PBO answers a question that a single backtest never asks: Did we pick the winner out of N candidates purely by chance? It is a sweep-level metric (one per selection), not one per strategy. Developed by Bailey & López de Prado et al. via the CSCV method (Combinatorially-Symmetric Cross-Validation).

When a mega-sweep tests thousands of parameter combinations, almost always one of them looks great in the backtest — through pure luck. PBO estimates the probability that the in-sample best candidate lands below the median out-of-sample, i.e. fails to generalize.

The problem it solves

Walk-Forward and Out-of-Sample ask: Does THIS one winner hold up across multiple time windows? That misses the selection bias: with enough candidates, you will always find one that also gets through all windows by chance. PBO asks the bigger question: Was the SELECTION of this winner out of N candidates reliable at all — or data snooping?

How it is computed (CSCV)

  1. Build a performance matrix M of shape [S time slices × N candidates]: each candidate (a Phase-2 finalist with fixed parameters) is backtested on each of S equally long, contiguous slices of the history.
  2. For every partition of the S slices into an in-sample half (IS) and its complementary OOS half — that is C(S, S/2) splits:
  3. rank the candidates by mean IS performance, take the IS best,
  4. determine its relative rank ω in the OOS half (ω ∈ (0,1)),
  5. logit λ = ln(ω / (1 − ω)); λ ≤ 0 means: the IS best lands in the lower half OOS.
  6. PBO = fraction of splits with λ ≤ 0.

Botty uses the fixed-params variant (candidates keep their swept parameters, no re-optimization per split). Cost: ~N × S backtests — comparable to a Phase-3 run.

Interpretation

PBO Meaning
≈ 0.0 Picking the IS winner reliably also picks an OOS winner — the search is not overfit.
≈ 0.5 The selection is no better than a coin flip — pure overfit / data snooping.

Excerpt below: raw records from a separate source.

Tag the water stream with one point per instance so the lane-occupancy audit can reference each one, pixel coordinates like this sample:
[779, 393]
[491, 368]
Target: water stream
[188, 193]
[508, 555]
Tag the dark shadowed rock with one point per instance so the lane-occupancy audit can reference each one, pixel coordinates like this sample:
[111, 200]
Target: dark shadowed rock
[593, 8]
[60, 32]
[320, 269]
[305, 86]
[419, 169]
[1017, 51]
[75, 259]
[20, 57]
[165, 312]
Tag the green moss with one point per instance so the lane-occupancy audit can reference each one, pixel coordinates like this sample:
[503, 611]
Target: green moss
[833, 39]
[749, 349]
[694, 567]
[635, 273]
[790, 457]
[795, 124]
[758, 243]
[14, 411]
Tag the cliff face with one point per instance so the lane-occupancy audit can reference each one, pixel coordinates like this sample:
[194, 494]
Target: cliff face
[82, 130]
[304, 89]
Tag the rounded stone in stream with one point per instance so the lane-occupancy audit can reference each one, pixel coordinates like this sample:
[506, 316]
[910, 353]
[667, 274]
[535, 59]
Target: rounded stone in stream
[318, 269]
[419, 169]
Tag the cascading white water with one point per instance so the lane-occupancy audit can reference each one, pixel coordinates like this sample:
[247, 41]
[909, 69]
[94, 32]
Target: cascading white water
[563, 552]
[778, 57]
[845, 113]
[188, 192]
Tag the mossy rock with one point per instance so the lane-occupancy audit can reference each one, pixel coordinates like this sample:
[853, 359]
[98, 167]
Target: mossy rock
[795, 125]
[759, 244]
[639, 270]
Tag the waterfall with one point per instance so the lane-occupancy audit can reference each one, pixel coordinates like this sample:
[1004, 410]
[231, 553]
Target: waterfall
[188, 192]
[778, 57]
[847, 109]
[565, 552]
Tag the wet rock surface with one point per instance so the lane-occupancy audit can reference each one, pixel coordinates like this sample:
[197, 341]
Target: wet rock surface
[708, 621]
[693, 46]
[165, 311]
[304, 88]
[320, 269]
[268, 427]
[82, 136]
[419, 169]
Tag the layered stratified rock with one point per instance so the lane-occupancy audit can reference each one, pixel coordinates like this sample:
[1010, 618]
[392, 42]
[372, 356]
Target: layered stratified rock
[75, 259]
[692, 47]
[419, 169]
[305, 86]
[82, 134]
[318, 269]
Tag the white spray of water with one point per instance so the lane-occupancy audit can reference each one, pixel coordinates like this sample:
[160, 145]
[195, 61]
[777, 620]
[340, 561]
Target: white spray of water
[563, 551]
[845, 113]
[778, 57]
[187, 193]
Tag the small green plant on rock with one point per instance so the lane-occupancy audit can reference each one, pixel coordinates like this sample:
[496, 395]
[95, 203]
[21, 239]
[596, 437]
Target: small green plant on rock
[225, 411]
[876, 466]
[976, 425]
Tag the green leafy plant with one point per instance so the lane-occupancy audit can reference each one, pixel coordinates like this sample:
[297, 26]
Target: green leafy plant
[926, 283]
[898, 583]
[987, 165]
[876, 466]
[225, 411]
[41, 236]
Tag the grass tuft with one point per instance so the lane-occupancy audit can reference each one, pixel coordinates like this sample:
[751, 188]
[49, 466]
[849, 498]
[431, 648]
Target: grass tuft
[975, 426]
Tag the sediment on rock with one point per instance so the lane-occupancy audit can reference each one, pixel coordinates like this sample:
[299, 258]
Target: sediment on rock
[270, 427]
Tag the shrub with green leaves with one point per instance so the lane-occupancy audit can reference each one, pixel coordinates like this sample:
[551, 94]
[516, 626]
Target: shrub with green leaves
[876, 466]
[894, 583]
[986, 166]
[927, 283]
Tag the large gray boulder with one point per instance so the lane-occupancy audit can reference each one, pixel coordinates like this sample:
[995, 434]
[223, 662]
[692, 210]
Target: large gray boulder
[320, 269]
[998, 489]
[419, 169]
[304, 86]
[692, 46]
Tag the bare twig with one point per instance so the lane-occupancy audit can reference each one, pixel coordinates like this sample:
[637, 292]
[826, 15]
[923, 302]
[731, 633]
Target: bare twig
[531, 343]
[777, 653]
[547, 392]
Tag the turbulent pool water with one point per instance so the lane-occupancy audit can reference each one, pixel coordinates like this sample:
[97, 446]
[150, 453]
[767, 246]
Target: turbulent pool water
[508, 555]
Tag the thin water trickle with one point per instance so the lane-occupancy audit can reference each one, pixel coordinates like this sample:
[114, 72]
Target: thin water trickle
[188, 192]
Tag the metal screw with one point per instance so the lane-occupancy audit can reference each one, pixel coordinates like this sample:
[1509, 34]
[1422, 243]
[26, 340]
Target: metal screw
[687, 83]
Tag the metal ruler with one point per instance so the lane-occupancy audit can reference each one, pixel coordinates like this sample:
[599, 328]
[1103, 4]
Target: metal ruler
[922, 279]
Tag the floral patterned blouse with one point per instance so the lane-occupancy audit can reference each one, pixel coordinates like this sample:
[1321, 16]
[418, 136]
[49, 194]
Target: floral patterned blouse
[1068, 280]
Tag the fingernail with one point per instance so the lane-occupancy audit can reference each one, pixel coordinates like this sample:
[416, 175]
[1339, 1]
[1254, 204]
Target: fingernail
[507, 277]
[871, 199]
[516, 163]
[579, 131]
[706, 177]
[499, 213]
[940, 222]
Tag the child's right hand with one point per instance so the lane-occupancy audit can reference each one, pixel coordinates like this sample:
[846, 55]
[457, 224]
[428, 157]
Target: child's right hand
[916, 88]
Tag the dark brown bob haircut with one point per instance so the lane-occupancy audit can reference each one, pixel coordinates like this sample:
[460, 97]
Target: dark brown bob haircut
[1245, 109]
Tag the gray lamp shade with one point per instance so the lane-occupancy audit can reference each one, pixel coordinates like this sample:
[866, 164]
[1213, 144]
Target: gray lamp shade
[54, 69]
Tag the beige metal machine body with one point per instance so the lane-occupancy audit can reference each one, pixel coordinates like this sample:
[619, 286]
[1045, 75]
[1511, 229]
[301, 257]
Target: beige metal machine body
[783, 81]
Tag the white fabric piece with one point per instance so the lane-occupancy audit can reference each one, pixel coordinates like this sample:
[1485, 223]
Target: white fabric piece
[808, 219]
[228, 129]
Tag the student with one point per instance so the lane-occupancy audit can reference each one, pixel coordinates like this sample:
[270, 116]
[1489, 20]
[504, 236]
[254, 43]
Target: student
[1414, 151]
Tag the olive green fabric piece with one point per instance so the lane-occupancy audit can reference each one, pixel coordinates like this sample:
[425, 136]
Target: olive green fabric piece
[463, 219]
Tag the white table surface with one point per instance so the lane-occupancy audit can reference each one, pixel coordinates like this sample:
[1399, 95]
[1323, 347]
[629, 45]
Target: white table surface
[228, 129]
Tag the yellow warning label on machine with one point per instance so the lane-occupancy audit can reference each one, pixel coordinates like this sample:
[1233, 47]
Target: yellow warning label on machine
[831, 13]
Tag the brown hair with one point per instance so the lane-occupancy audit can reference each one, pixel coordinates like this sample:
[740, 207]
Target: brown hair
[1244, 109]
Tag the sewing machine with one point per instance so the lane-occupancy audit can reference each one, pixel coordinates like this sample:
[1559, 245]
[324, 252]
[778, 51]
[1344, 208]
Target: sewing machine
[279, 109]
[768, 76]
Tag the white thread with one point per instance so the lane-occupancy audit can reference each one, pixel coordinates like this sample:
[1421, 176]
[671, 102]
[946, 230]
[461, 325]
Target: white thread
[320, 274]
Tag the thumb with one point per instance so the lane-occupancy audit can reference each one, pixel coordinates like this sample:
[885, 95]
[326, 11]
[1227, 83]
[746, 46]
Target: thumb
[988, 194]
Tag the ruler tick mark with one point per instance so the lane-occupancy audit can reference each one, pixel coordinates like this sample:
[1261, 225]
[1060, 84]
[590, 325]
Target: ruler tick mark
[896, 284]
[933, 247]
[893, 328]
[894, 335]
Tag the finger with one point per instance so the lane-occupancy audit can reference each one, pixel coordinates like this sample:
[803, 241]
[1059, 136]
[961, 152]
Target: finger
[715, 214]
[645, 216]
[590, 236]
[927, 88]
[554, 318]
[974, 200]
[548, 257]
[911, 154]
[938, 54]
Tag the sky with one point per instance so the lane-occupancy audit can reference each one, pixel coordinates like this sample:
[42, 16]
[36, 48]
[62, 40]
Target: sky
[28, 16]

The backtest says nothing about the future.
> 0.5 The search is anti-predictive: the IS winner is actually more likely to be worse than the median OOS.

How Botty uses it

  • backtesting/cpcv.pycscv_pbo() (pure math) + compute_sweep_pbo() (builds the matrix via backtests). Default n_slices = 16, candidates = the sweep's Phase-2 finalists.
  • The result lives as pbo.json in the sweep directory; additional outputs: median_logit and oos_degradation_mean (mean OOS performance of the IS best minus the OOS median).
  • In the mega-sweep archive list (backtesting/ui.py) there is a PBO button per sweep; the result appears as a colored banner: < 0.2 green ("winner holds up in new periods"), < 0.5 yellow ("only partly reliable"), ≥ 0.5 red ("winner was probably luck").
  • Computed on demand and processed serially in a queue (a single PBO computation is itself N × 16 backtests). Requires ≥ 2 finalists and a completed Phase 3.

How it differs from MC and walk-forward

  • Walk-forward / OOS: test one candidate across regime windows. PBO tests the selection from many.
  • Monte Carlo (block bootstrap of trade PnLs): describes the risk distribution of a fixed trade set (drawdown, ruin). PBO describes the overfit risk of the selection. They answer different questions and do not substitute for each other.

Trade-offs

✅ The only metric that directly measures the selection bias of a sweep — exactly the risk that Phase 3 does not cover. ✅ Robust against lucky winners: uses all C(S, S/2) splits instead of a single holdout.

❌ Meaningful only with enough candidates (N ≥ ~10) and enough slices (even S ≥ 4); unstable with few finalists. ❌ The fixed-params variant does not re-optimize per split — it measures overfit of the selection, not of the parameter fitting itself. ❌ Computationally expensive (N × S backtests per sweep).